Error using KNET
smart-fr opened this issue · comments
In an attempt to resolve a FLUX inference issue I submitted on Issue 171, I tried to train a new NN using the KNET implementation of AlphaZero.Netlib
, and got the following error during the first session of self-play.
Is there anything I should be doing to properly use Knet, else than setting the environment variable ALPHAZERO_DEFAULT_DL_FRAMEWORK
to "KNET"
and pre-compile again?
PS C:\Projets\BonbonRectangle\IA\dev> julia --threads=auto --project -e 'using AlphaZero; Scripts.train("bonbon-rectangle"; save_intermediate=true)'
[ Info: Using the Knet implementation of AlphaZero.NetLib.
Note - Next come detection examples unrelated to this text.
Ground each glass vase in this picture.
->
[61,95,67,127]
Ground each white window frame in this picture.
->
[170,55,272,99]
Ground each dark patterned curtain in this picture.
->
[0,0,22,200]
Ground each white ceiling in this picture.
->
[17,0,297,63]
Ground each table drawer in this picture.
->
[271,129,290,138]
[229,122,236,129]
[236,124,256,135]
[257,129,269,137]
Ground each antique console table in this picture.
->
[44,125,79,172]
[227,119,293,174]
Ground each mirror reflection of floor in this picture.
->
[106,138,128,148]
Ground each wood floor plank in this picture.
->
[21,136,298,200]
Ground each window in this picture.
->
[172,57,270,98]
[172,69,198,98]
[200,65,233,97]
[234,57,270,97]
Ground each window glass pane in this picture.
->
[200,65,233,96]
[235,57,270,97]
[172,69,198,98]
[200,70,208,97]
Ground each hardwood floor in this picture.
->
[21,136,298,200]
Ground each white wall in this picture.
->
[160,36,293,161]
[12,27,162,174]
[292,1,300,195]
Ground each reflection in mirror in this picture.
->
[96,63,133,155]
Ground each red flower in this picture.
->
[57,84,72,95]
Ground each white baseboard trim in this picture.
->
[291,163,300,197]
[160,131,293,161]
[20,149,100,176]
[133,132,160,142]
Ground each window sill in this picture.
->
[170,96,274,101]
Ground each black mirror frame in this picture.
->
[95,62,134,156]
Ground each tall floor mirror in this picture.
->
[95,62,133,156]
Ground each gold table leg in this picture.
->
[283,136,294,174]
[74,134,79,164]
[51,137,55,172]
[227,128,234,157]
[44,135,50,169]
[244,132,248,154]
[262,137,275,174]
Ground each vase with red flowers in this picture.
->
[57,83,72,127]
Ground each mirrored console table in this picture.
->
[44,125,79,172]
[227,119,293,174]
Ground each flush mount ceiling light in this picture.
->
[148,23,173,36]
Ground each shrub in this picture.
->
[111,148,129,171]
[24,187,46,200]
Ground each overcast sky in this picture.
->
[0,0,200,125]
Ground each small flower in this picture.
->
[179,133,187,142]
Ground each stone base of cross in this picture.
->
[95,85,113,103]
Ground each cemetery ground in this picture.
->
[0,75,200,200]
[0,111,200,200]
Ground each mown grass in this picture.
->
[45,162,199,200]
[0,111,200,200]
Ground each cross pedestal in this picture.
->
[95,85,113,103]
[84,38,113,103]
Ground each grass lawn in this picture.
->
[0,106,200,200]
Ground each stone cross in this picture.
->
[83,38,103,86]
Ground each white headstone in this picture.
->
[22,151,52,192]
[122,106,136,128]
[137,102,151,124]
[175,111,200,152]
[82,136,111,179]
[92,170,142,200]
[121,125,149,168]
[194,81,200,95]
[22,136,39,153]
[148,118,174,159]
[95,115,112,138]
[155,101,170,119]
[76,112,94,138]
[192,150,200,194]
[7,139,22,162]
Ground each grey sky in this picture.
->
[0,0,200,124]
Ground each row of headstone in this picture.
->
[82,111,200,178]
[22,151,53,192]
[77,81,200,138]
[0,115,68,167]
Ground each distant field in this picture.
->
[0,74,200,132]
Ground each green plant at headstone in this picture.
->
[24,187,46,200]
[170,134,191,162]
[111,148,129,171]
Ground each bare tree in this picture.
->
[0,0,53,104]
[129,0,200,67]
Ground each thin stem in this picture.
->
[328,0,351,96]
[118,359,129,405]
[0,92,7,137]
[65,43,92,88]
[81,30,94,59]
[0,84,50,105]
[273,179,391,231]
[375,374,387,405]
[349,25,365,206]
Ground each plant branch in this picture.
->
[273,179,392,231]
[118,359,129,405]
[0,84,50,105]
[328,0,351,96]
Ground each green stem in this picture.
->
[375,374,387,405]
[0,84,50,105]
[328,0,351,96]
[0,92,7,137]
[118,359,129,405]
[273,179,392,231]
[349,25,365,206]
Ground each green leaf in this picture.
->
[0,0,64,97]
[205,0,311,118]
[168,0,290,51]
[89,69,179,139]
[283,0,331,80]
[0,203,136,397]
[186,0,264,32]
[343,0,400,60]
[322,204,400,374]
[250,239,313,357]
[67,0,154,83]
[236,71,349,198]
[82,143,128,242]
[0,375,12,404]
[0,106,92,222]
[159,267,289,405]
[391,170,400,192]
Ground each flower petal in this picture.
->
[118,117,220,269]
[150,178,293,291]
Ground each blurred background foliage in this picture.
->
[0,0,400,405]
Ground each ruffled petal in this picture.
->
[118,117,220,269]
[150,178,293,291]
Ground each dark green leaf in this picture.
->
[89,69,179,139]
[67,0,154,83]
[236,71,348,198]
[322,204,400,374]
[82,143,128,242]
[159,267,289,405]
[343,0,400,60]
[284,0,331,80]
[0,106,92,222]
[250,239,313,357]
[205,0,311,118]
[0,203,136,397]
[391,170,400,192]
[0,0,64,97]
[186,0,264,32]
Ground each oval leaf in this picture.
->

[ Info: BonbonRectangle v20230205_KNET_16x16_32_16_no_benchmark
[ Info: params_05.jl
Initializing a new AlphaZero environment
Initial report
Number of network parameters: 19,320,065
Number of regularized network parameters: 19,317,888
Memory footprint per MCTS node: 58456 bytes
Starting iteration 1
Starting self-play
MethodError: no method matching *(::Knet.KnetArrays.Bcasted{CUDA.CuArray{Float32, 4, CUDA.Mem.DeviceBuffer}}, ::Knet.KnetArrays.Bcasted{Knet.KnetArrays.KnetArray{Float32, 4}})
Closest candidates are:
*(::Knet.KnetArrays.Bcasted, ::Knet.KnetArrays.Bcasted) at C:\Users\smart\.julia\packages\Knet\YIFWC\src\knetarrays\binary.jl:142
*(::Any, ::Knet.KnetArrays.Bcasted) at C:\Users\smart\.julia\packages\Knet\YIFWC\src\knetarrays\binary.jl:143
*(::Knet.KnetArrays.Bcasted, ::Any) at C:\Users\smart\.julia\packages\Knet\YIFWC\src\knetarrays\binary.jl:144
...
Stacktrace:
[1] *(x::Knet.KnetArrays.Bcasted{CUDA.CuArray{Float32, 4, CUDA.Mem.DeviceBuffer}}, y::Knet.KnetArrays.Bcasted{Knet.KnetArrays.KnetArray{Float32, 4}})
@ Knet.KnetArrays C:\Users\smart\.julia\packages\Knet\YIFWC\src\knetarrays\binary.jl:142
[2] broadcasted(::Base.Broadcast.Style{Knet.KnetArrays.KnetArray}, ::Function, ::CUDA.CuArray{Float32, 4, CUDA.Mem.DeviceBuffer}, ::Knet.KnetArrays.KnetArray{Float32, 4})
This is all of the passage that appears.